The SCSS published in October a long report which was written by Gregory Johnsen, an American prominent expert on armed groups in Yemen and former member of the United Nations Security Council (UNSC) Panel of Experts on Yemen.
Johnsen who detailed how the UAE attempted to falsify the UN on Yemeni individuals to label them as terrorists, presented a case of one Islah party member who was eventually sanctioned by the USA as an “AQAP leading member” based on reports sent by Abu Dhabi to Washington.
This case drew the conclusion that that the USA must be cautious on how it defines terrorists in Yemen, according to Johnsen.
He explained that Washington has to ensure that it distinguishes between the Al-Qaeda in the Arabian Peninsula (AQAP) and other Islamist groups.
He suggested that the USA will find itself in a war that can never be won when including other Islamists groups within the definition of terrorism.
“AQAP is a terrorist organization; Islah is not,” wrote Johnsen.
Johnsen reported that the USA received misled information from the UAE about members of the Islah Party that Abu Dhabi labels them as AQAP terrorists.
He explained that the USA added Khaled al-Aradah, in May 2017 to its terror-list
When he was a member of the armed groups expert on the Yemen Panel of Experts for the United Nations Security Council (UNSC).
“For months, the UAE had been sending our panel files of Islah figures in Yemen, claiming they were members of AQAP and urging us to investigate and nominate those individuals for UN sanctions,” wrote Johnsen.
He added “Each time I investigated one of these individuals, what I found was not a member of AQAP, but rather an Islah figure in Yemen that the UAE didn’t like.”
Following the US sanctioning against Al-Aradah, Johnsen reinvestigated available evidence and found nothing that would suggest Al-Aradah was a senior member of AQAP or that he ran an AQAP camp, according to Johnsen.

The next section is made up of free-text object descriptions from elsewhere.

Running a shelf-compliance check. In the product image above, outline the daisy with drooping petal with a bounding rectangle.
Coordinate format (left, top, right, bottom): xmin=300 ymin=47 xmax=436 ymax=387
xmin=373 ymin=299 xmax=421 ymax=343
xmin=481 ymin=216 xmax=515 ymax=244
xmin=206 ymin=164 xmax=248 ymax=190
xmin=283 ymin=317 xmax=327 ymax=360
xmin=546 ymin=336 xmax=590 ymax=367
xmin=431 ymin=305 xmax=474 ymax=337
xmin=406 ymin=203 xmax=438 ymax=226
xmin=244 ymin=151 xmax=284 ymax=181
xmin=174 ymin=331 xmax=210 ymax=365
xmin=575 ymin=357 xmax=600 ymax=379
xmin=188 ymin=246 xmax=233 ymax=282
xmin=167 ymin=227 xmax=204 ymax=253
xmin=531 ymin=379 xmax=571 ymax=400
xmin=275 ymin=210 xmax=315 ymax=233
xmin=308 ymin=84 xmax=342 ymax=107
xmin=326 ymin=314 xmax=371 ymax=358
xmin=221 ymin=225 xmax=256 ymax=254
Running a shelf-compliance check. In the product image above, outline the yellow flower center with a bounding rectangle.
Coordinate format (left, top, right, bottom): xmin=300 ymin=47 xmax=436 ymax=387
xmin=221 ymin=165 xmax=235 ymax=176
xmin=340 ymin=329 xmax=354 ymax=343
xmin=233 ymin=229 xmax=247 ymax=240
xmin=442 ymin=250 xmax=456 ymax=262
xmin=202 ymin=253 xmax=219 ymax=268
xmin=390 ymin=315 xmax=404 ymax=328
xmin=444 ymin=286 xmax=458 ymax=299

“In fact, the evidence I did find – photographs of him with Yemeni Vice President Ali Mohsen al-Ahmar, and with Saudi military officials in Marib – strongly suggested that he was an Islah figure who ran a militia camp in support of President Hadi’s government,” Johnsen wrote.
“Subsequent interviews in Marib also point to the fact that Al-Aradah, who many describe as Al-Ahmar’s “right-hand man in Marib” is a member of Islah but not necessarily AQAP,” Johnsen said.
“For the UAE, that distinction does not matter, but for the United States it should,” concluded Johnsen.